Proprietary software owners license their copyrighted object code to a user, which allows the user to run the program. FOSS programs, on the other hand, license both the object and the source code, permitting the user to run, modify and possibly redistribute the programs. With access to the source code, the users have the freedom to run the program for any purpose, redistribute, probe, adapt, learn from, customise the software to suit their needs, and release improvements to the public for the good of the community. Hence, some FOSS is also known as free software, where “free” refers, first and foremost, to the above freedoms rather than in the monetary sense of the word.

Within the public health sector, FOSS can potentially have a range of benefits, including:

  • Lower costs as it does not involve paying for prohibitive license costs.

  • Given the information needs for the health sector are constantly changing and evolving, there is a need for the user to have the freedom to make the changes as per the user requirements. This is often limited in proprietary systems.

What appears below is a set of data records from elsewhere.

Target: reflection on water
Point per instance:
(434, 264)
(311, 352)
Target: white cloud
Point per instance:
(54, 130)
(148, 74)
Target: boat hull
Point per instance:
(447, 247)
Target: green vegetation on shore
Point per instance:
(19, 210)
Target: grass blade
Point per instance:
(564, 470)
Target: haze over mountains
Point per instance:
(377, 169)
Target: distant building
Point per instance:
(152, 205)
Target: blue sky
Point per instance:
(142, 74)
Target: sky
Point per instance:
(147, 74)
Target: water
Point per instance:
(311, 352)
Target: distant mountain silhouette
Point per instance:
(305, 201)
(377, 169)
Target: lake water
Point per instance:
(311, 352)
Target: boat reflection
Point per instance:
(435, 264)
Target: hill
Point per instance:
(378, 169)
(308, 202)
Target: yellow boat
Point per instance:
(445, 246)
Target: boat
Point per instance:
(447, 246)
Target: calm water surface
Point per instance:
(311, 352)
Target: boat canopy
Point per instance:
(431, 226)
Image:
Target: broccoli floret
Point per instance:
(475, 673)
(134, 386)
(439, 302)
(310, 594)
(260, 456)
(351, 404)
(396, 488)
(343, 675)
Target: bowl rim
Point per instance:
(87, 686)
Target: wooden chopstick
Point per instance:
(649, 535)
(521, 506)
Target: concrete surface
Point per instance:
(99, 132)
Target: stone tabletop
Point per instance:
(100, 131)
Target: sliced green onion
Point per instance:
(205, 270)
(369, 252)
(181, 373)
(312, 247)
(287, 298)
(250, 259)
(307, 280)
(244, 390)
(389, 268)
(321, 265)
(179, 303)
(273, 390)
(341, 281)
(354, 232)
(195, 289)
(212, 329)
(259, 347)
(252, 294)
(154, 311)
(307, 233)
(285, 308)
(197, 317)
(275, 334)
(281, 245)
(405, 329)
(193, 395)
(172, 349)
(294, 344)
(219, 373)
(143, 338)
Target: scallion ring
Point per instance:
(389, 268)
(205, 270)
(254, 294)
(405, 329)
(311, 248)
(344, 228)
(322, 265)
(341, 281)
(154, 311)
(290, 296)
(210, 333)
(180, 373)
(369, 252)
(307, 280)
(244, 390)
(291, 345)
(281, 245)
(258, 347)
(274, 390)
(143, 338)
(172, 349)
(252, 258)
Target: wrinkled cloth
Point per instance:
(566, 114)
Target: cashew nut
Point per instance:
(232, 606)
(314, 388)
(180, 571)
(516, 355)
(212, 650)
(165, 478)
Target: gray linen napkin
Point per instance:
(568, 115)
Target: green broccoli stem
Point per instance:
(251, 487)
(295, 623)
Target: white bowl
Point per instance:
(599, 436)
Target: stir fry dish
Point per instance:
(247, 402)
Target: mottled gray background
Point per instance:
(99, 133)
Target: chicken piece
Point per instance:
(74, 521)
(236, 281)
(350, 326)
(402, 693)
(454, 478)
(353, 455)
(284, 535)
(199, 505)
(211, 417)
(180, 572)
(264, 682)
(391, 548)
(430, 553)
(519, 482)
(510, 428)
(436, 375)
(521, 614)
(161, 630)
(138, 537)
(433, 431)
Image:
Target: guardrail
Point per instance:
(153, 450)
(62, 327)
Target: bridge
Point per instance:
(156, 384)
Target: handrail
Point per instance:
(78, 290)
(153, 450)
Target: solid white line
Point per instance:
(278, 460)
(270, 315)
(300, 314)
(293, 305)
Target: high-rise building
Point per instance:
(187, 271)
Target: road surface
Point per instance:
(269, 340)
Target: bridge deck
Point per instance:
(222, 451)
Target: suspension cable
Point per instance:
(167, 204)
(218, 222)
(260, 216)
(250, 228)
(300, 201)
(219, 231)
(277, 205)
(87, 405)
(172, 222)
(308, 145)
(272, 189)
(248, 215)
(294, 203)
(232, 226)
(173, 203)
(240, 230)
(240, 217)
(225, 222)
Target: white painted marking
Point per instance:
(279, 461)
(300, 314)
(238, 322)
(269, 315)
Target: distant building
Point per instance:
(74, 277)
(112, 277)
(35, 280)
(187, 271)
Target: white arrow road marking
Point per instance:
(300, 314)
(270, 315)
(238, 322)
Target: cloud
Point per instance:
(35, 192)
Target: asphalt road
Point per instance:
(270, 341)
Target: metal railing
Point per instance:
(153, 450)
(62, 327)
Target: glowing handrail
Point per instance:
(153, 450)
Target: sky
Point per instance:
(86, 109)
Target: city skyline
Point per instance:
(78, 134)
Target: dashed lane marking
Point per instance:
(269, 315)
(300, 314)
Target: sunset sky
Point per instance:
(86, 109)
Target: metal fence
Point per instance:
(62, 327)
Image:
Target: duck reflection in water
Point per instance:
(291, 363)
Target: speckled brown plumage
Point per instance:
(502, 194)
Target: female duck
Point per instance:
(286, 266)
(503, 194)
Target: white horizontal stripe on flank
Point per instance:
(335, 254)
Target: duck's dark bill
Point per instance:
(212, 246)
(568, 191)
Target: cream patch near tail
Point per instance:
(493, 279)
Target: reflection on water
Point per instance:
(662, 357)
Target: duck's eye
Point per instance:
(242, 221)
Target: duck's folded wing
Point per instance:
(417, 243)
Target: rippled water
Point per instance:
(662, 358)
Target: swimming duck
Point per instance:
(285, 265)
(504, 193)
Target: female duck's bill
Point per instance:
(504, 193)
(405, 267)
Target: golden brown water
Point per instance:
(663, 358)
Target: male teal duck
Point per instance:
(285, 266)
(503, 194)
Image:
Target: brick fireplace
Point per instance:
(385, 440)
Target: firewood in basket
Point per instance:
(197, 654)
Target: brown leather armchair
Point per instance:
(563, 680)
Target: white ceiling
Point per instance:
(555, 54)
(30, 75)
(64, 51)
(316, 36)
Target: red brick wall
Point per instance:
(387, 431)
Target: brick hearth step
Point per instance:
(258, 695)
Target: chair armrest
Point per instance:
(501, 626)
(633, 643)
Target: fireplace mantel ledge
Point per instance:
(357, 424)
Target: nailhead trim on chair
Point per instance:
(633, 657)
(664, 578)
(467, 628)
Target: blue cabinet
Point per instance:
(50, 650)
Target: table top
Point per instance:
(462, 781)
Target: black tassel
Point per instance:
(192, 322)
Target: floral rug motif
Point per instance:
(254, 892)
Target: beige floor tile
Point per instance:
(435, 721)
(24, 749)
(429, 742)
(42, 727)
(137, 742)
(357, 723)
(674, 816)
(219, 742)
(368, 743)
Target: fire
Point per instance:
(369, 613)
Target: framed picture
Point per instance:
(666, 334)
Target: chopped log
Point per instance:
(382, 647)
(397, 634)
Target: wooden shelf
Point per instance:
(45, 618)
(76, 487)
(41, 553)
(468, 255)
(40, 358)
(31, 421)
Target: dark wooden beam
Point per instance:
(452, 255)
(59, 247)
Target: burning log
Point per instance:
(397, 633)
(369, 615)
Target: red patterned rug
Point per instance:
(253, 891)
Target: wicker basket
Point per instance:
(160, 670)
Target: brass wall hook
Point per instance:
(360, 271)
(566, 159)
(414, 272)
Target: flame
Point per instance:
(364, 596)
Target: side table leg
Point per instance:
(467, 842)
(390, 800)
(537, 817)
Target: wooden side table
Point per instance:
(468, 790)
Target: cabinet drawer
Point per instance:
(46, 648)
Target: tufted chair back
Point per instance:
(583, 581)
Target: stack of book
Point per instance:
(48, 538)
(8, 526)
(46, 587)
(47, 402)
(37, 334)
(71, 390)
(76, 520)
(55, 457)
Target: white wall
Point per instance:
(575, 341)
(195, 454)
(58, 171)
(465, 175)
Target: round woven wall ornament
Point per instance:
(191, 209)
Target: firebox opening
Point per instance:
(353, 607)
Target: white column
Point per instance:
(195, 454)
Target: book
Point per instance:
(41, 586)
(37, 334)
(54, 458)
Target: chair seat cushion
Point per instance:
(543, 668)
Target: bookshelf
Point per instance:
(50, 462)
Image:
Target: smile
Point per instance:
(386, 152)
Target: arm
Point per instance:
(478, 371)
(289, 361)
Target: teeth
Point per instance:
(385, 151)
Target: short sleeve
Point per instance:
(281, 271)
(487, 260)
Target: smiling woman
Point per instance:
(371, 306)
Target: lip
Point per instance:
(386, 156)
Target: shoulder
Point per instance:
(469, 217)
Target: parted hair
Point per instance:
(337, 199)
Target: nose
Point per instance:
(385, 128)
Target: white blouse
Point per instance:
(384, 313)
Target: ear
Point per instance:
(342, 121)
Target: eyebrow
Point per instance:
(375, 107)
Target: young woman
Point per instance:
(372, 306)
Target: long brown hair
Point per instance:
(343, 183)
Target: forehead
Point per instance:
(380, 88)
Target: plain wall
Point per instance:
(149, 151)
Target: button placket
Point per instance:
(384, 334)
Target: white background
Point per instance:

  • Access to source code to enable integration and interoperability. In the health sector interoperability between different software applications is becoming increasingly important, meaning enabling two or more systems to communicate metadata and data. This work is a lot easier, and sometimes dependent on the source code being available to the developers that create the integration. This availability is often not possible in the case of proprietary software. And when it is, it comes at a high cost and contractual obligations.

  • FOSS applications like DHIS2 typically are supported by a global network of developers, and thus have access to cutting edge research and development knowledge.